And now for another exciting instalment of “Georgie fucking fails as a human being!”
I think i’ve hit that point. That point of actually LOSING MY MIND.
Like, seriously. I think i’m going crazy. Actually, literally, completely crazy.
Could be a passing thing, but who knows. Either way, let’s elaborate!
Boredom. Kills. It either kills you, or makes you so freaking mental that you kill someone else. That’s the point I’ve borderline reached. The point of boredom I’m at supersedes any kind of boredom I’ve ever hit before. It’s almost paralysing. There are things that need to be done that I’m so bored I can’t bring myself to do. Does that make sense?
My house desperately needs to be cleaned, but verging on my fourth day in a row without leaving the building, I still haven’t lifted a finger. I haven’t gotten out of bed before noon for almost a week. I haven’t gone out and met people and had fun for a really long time.
And I think that’s what’s making me crack a bit. I’m so hideously lonely I think I’m going to die.
Not literally, just, figuratively.
AND FACEBOOK IS NOT HELPING!
My daily routine has become rise around 1pm, eat a bowl of cereal, and refresh facebook for about an hour straight waiting for someone to reply to a message, or for a notification, or for something to happen. All the while I see photographs and statuses from friends living their amazing lives, and I hate myself.

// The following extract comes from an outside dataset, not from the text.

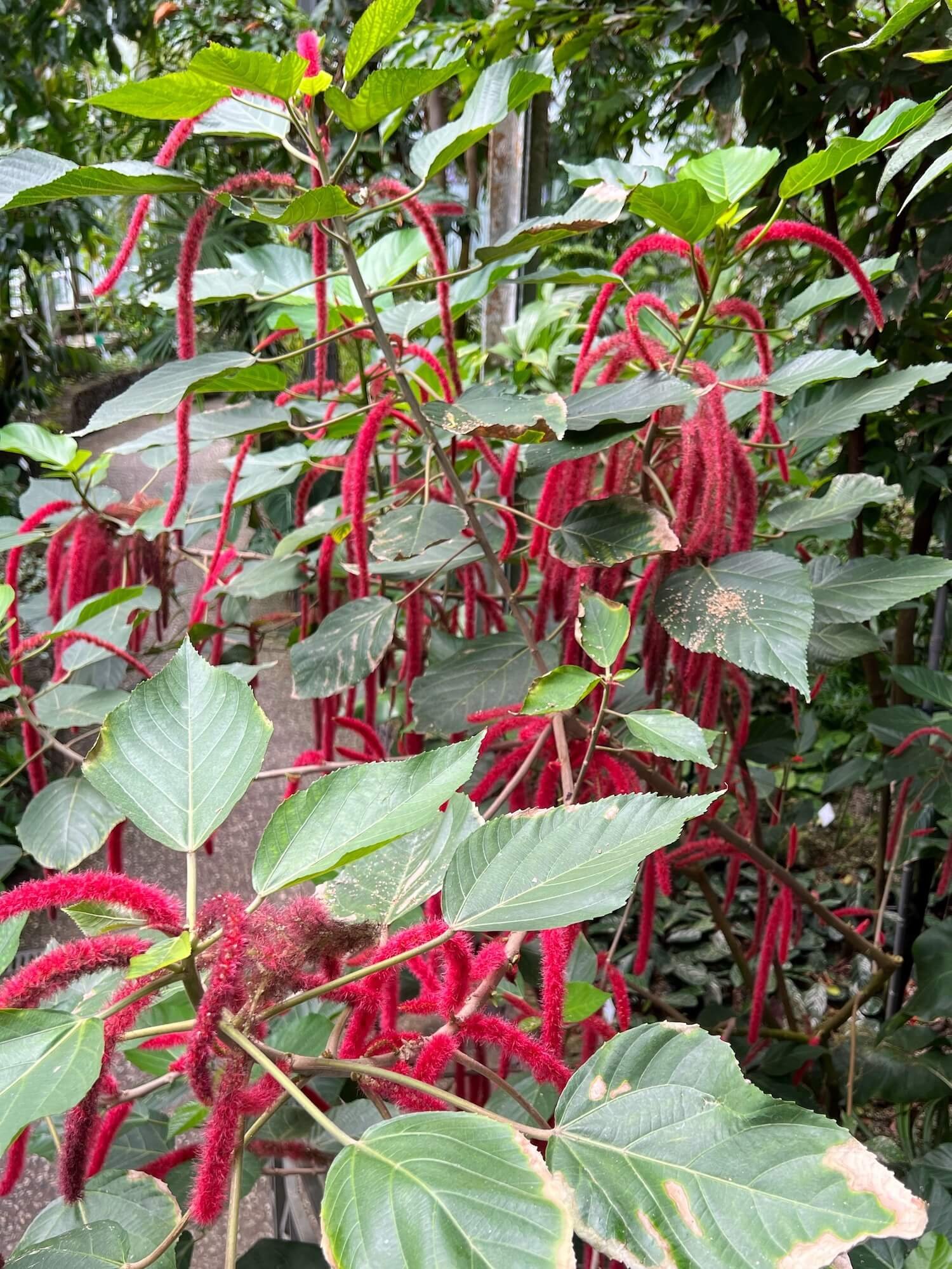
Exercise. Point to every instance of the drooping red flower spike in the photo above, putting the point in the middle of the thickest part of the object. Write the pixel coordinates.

I send a text message to my friends. “Hey, can we hang out sometime?”
And the reply is near instant. “Sorry, real busy at the moment. Later, k?”
Yeah. Sure. Later. Like last week. Like the week before that. And before that.
I have two jobs, but the one I hate doesn’t want me more then four hours a week, and the one I like is over staffed so I’m only scheduled on for the weekend. I complain about work, but the good thing about it is it’s outside of my house, so I have an excuse to leave.
I shop alone. I dine alone. I go to the cinema, alone. I read books and have no one to discuss them with. I bake a cake and it slowly goes stale. And I spend a lot of time sitting around and doing nothing, because I’m so lonely and bored it’s like, why bother?
I hang out with my parents a lot, but they have their own lives.
For the past little while I’ve given myself little projects to pass the time. Painting, writing, cooking. But even that’s become a chore. I’m subscribed to 33 people on youtube, and my daily happiness comes when there are new videos to watch.
I’m so disappointed, because I was well on my way to getting a life and now I’m just sitting around, waiting, and killing time.
So much for that plan.
So I think the logical next step is to just go completely mad. I might clear some space in the corner tomorrow so I can rock back and forth while screaming into a pillow. That sounds fun.